[1] In her motion for rehearing plaintiff contends that the court is in error in stating that "the sole issue is whether plaintiff `was available for work' within the meaning of the statute during the periods for which she claims benefits."
[2] She asserts that since the deputy allowed her two weeks' benefits when her claim was first filed and thereafter suspended payment of benefits for all subsequent weeks without a specific finding of changed conditions or circumstances relative to her right to benefits, he acted arbitrarily and without authority. This contention fails to consider Sec. 9432(b), Laws 1941 p. 616, Mo.R.S.A. § 9432(b), which, among other things, provides that: "The deputy may, however, at any time, for good cause reconsider his decision and shall promptly notify the claimant and other interested parties of his amended decision and the reasons therefor." From such a redetermination any interested party may appeal, which was done in this case, and a hearing was held before an appeals referee, at which time the evidence was more fully developed and further compensation was denied plaintiff because, as shown by that evidence, she was not "available for work." The commission affirmed that finding.
[3] In discussing the question of good cause for a reconsideration by a deputy of his initial decision, the Supreme Court, in Wagner v. Unemployment Compensation Commission, 355 Mo. 805, 198 S.W.2d 342, 346, said: "We cannot foresee all the circumstances which might constitute good cause for the reconsideration of a deputy's decision. But if, in acting promptly to the end of consummating the Law's remedial purpose, the deputy has erred in his treatment of the facts or has not become advised of all the material facts and has allowed (or denied) benefits, the allowance (or denial) of which is in conflict with the express provisions of the Law or out of harmony with the Law's remedial intent and purpose, then, we believe, there would be `good cause' for a deputy's reconsideration of his decision. Now, a deputy's initial decision and his subsequent allowance of *Page 23 weekly benefits to a claimant who is not `available for work' (as in the instant case) would be in conflict with the Law's express provisions as well as out of harmony with the Law's remedial purpose. Section 9430 (c), as amended in 1943; Haynes v. Unemployment Compensation Commission, supra [353 Mo. 540,183 S.W.2d 77], and cases therein cited; Donnelly Garment Co. v. Keitel, supra [354 Mo. 1138, 193 S.W.2d 577]."
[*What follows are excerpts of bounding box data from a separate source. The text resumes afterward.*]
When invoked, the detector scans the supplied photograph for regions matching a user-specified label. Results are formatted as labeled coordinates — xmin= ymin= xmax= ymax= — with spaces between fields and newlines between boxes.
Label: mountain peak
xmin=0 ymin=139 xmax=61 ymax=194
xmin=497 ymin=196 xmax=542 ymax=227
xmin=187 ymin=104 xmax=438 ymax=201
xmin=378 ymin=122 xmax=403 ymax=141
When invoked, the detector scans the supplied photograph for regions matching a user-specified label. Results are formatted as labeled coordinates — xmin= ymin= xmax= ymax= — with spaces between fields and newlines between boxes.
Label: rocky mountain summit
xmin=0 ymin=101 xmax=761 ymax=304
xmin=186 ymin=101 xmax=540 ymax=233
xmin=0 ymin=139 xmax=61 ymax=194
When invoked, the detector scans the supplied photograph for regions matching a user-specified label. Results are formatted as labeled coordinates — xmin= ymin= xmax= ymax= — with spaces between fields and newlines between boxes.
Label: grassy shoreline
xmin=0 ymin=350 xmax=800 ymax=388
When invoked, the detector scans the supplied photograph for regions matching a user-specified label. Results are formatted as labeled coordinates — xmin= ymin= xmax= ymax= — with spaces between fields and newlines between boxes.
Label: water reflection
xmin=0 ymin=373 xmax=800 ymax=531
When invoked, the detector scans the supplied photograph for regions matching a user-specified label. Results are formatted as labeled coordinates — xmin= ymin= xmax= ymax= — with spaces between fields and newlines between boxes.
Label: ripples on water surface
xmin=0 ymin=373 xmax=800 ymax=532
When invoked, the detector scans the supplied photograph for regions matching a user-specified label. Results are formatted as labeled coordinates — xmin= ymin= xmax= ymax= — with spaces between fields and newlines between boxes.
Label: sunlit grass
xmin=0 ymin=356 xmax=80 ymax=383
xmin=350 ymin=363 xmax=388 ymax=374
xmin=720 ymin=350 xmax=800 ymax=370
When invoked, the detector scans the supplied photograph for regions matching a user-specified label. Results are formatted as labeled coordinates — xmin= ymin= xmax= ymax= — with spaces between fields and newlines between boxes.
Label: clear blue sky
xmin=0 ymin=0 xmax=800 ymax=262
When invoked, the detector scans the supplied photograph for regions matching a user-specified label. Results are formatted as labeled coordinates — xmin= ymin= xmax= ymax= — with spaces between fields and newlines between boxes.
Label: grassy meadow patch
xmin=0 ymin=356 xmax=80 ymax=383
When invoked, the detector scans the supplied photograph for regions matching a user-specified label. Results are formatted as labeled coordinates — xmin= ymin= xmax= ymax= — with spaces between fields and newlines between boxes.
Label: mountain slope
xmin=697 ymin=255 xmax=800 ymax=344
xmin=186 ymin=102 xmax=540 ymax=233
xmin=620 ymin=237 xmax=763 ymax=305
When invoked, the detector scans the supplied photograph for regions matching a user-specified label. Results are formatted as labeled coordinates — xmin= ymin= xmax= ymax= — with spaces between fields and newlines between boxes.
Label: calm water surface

[4] It is apparent from the above quotation that when the facts indicate that a claimant is not "available for work" the deputy not only may, but should, reconsider his initial decision.
[5] Sec. 9432, supra, which establishes the procedure for making an initial determination on a claim, must be read and construed in connection with Sec. 9430(c), supra, which provides in part as follows: "An unemployed individual shall be eligible to receive benefits with respect to any week only if the division findsthat * * * (c) He is able to work, and is available for work; * * *". (Italics ours.) Thus this section requires a determination with respect to any week in which benefits are claimed. Obviously, a deputy cannot determine in advance that a claimant would be able to work, available for work, and actively seeking work. Such determination must be made each time the claimant reports to the commission's office and claims benefits for particular weeks of unemployment.
[6] The deputy acted within the scope of his authority and, under the facts, was justified in denying plaintiff further compensation. Whether the deputy and the commission should have allowed claimant compensation for the first two weeks is not before us.
[7] Plaintiff's motion for rehearing and motion to transfer this cause to the Supreme Court are overruled.